O cantor, compositor, violonista e ator Jards Macalé — cujo nome de batismo era Jards Anet da Silva — faleceu no dia 17 de novembro de 2025, aos 82 anos, no Rio de Janeiro.
Na véspera da sua partida, o artista estava internado num hospital particular na Barra da Tijuca, zona sudoeste do Rio, para tratamento de enfisema pulmonar e sofreu uma parada cardíaca após se submeter a cirurgia.
Em publicação nas redes sociais, a equipe de Macalé revelou um momento marcante: “chegou a acordar de uma cirurgia cantando ‘Meu Nome é Gal’, com toda a energia e bom humor que sempre teve”.
Breve percurso artístico
Nascido no bairro da Tijuca, no Rio de Janeiro, em 3 de março de 1943, Jards Macalé cresceu rodeado pela efervescência musical — entre sambas, valsas, jazz e modinhas — e cedo se envolveu com estudos em piano, violoncelo, guitarra e análise musical.

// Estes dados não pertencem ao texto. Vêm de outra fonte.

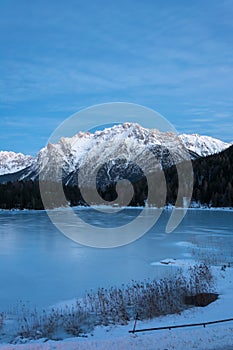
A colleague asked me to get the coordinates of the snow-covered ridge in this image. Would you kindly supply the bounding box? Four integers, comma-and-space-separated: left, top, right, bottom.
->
0, 123, 230, 179
0, 151, 34, 175
179, 134, 231, 157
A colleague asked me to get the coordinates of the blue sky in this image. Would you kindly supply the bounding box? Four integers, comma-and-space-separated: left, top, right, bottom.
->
0, 0, 233, 155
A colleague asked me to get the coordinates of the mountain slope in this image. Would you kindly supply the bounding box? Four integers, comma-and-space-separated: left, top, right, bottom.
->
0, 151, 34, 175
0, 123, 229, 187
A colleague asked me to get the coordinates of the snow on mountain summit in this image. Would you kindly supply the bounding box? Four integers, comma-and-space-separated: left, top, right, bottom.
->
0, 151, 34, 175
0, 122, 230, 179
179, 134, 230, 157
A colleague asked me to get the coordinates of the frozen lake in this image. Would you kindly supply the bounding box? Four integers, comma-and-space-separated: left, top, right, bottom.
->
0, 208, 233, 311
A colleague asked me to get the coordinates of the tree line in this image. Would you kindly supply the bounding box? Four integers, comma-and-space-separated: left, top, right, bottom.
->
0, 146, 233, 210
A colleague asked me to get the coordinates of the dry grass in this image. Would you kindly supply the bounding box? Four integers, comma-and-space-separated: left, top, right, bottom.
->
11, 263, 213, 339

Na década de 1960, tornou-se uma figura importante no cenário da música popular brasileira, participando de movimentos de vanguarda e construindo uma obra autoral que desafiava categorizações.

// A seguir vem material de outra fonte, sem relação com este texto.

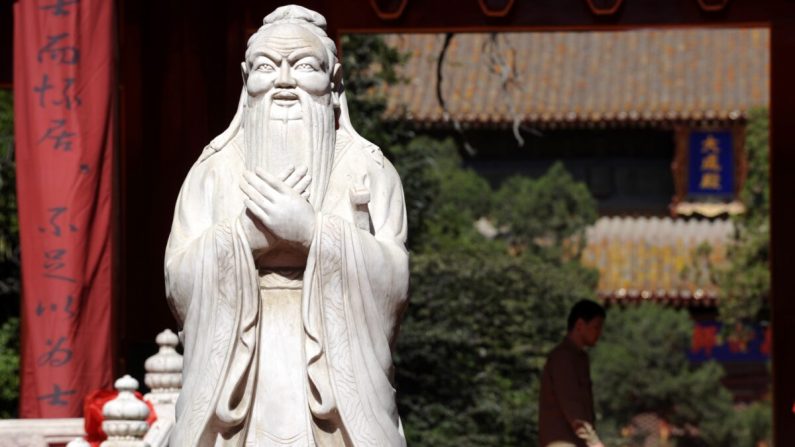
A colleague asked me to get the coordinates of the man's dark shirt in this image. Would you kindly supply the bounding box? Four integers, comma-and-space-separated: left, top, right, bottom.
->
538, 337, 594, 447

Algumas de suas composições emblemáticas incluem Vapor Barato, Anjo Exterminado, Rua Real Grandeza e Hotel das Estrelas.
Impacto cultural e legado
• Macalé era visto como uma “ponte” entre a música popular, experimental e as artes visuais, mantendo sempre uma postura de inquietude e liberdade criativa.
• Em 2019, seu álbum Besta Fera foi indicado ao Grammy Latino de Melhor Álbum de MPB.
• Nos anos recentes, seguiu ativo, com lançamentos e shows, reforçando que até o fim manteve o espírito de quem ainda tem algo a dizer.
A sua partida deixa uma lacuna expressiva para a música brasileira, mas também um legado vasto de inovação, poesia e resistência.